Olha, a primeira vez que estou a incorporar isso foi no videoclipe [“Fuego Sagrado”]. Trabalhei com a Sara [Afonso]. Eu participei num espectáculo de teatro como actriz pela primeira vez, na [peça] “Invencível Armada”, e ela estava lá como directora de movimento. Nós conectámo-nos bastante e eu achei que seria fixe criar uma coreografia com ela baseada no refrão. Então começámos a trabalhar nisso e aparece um bocadinho no final do videoclipe. E pronto, pode ser que no Primavera [Sound] dance assim um bocadinho mais. Estou mais a pensar num espectáculo não tão agarrado à loop station e as máquinas, que é como eu costumo estar no meu espectáculo a solo, mas mais nesta expansão de movimento e performance.

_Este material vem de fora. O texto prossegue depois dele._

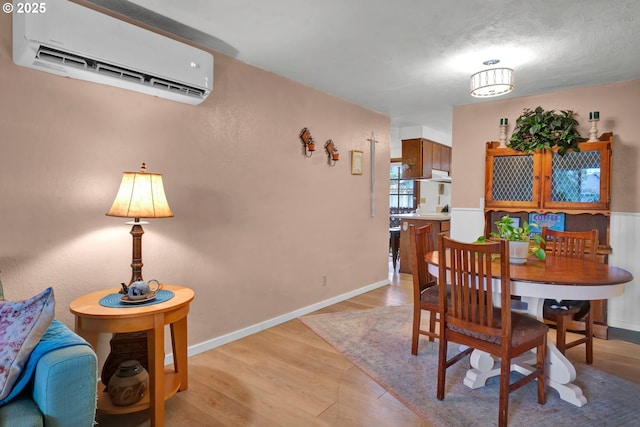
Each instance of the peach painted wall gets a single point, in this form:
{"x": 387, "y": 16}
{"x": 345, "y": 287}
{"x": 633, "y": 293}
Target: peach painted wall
{"x": 618, "y": 104}
{"x": 257, "y": 225}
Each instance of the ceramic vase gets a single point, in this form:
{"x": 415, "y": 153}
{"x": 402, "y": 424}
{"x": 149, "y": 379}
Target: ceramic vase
{"x": 128, "y": 384}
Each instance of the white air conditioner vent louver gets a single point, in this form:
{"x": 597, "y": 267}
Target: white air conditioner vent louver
{"x": 59, "y": 57}
{"x": 64, "y": 41}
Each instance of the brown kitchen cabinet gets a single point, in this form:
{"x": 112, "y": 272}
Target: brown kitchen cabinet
{"x": 576, "y": 183}
{"x": 545, "y": 181}
{"x": 421, "y": 156}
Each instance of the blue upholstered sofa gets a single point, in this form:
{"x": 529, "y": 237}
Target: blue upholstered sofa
{"x": 61, "y": 391}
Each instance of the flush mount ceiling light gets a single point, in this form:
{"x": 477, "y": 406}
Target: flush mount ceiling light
{"x": 492, "y": 82}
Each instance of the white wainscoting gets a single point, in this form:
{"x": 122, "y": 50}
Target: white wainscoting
{"x": 623, "y": 311}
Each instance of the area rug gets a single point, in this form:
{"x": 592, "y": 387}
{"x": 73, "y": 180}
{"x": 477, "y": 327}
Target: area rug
{"x": 378, "y": 341}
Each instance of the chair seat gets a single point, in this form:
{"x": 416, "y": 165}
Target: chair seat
{"x": 430, "y": 298}
{"x": 577, "y": 308}
{"x": 524, "y": 329}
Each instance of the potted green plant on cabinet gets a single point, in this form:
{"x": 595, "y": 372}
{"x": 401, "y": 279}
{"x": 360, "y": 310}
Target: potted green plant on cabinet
{"x": 520, "y": 243}
{"x": 538, "y": 129}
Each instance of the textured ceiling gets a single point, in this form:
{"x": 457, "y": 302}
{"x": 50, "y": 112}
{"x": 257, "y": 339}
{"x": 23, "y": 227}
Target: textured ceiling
{"x": 412, "y": 59}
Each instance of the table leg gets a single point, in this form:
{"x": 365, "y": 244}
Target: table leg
{"x": 179, "y": 344}
{"x": 155, "y": 339}
{"x": 560, "y": 372}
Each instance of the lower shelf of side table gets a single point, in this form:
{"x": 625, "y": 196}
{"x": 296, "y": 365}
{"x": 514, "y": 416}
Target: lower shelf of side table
{"x": 171, "y": 386}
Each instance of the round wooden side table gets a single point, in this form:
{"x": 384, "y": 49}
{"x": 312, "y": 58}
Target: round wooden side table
{"x": 92, "y": 319}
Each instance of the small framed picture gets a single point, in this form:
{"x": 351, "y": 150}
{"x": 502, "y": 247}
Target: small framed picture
{"x": 356, "y": 162}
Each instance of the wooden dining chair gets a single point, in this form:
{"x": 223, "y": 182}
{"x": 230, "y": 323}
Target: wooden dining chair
{"x": 581, "y": 244}
{"x": 473, "y": 321}
{"x": 425, "y": 289}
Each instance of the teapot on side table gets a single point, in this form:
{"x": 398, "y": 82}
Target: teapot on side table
{"x": 140, "y": 289}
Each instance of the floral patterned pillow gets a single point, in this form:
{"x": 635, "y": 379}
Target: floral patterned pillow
{"x": 22, "y": 324}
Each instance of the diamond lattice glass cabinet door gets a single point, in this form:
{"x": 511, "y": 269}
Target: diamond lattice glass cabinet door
{"x": 512, "y": 179}
{"x": 578, "y": 180}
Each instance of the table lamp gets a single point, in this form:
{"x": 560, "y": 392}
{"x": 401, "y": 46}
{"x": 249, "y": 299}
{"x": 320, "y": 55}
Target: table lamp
{"x": 141, "y": 195}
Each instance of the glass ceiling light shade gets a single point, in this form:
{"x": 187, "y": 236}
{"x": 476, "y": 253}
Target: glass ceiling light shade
{"x": 492, "y": 82}
{"x": 141, "y": 195}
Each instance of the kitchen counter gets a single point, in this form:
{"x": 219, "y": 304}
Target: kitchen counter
{"x": 434, "y": 216}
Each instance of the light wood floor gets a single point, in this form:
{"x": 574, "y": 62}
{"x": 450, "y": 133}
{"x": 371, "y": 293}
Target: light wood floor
{"x": 289, "y": 376}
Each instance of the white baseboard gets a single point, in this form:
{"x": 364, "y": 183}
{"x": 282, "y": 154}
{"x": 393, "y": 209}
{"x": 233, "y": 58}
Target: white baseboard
{"x": 241, "y": 333}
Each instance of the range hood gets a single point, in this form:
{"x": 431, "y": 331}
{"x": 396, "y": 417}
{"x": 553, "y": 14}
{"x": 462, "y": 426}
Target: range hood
{"x": 436, "y": 176}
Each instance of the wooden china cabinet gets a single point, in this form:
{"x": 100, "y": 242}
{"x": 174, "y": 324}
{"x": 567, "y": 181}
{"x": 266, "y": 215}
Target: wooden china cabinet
{"x": 577, "y": 184}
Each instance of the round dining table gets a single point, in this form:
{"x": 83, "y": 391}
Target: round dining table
{"x": 556, "y": 277}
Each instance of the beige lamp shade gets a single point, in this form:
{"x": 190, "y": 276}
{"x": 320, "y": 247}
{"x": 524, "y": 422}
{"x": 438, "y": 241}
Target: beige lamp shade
{"x": 141, "y": 195}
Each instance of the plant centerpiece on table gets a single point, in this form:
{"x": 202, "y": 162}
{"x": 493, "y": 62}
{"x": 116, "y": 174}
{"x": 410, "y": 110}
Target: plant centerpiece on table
{"x": 520, "y": 243}
{"x": 537, "y": 129}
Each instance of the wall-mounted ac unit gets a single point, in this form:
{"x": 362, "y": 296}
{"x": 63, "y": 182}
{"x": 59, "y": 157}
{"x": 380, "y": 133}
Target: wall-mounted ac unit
{"x": 74, "y": 41}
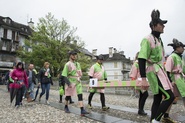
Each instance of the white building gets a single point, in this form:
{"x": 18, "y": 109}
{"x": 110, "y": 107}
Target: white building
{"x": 12, "y": 36}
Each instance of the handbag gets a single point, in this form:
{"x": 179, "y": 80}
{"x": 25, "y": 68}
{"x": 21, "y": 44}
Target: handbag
{"x": 16, "y": 85}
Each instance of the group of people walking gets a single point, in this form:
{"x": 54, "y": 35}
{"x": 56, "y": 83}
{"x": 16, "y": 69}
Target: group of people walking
{"x": 21, "y": 82}
{"x": 166, "y": 81}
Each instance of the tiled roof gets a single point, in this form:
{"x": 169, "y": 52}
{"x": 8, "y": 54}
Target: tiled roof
{"x": 23, "y": 29}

Como é que são os teus espectáculos ao vivo?
Pronto, antes era isso, eu e a minha loop station e uma guitarra [risos]. Agora, mesmo por causa da sonoridade do álbum, estou a mudar um bocado o set. A solo, pronto, sou eu com máquinas de efeitos de voz, a parte mais electrónica, a guitarra também e o adufe. Depois, em trio, sou eu mais só com a voz e a máquina de voz, o Manu Idhra na percussão e o Bom Beijo no baixo e na parte electrónica.
Para além do teu projecto a solo, já emprestaste a tua voz a outros artistas. O que é que essas colaborações adicionaram à tua música?
Hm… Na forma como, de repente, me tenho de colocar noutros sítios e pensar criativamente de outras formas. Por exemplo, com o álbum que saiu agora, do Minus & MrDolly, eu tenho duas músicas com ele. Nesse, por acaso foi interessante, porque daquela vez escrevemos os dois a letra e eu ia fazendo a melodia, e geralmente sou sempre eu só a escrever a letra. E então também foi giro por essa expansão e por esse outro método diferente. Depois, por exemplo, com o Xinobi também sempre me senti muito livre de experimentar as línguas e essa forma mais experimental de cantar. Para mim é bom, porque faz com que eu não esteja sempre sozinha no meu mundo de produção e de criação, e faz-me expandir bastante mais.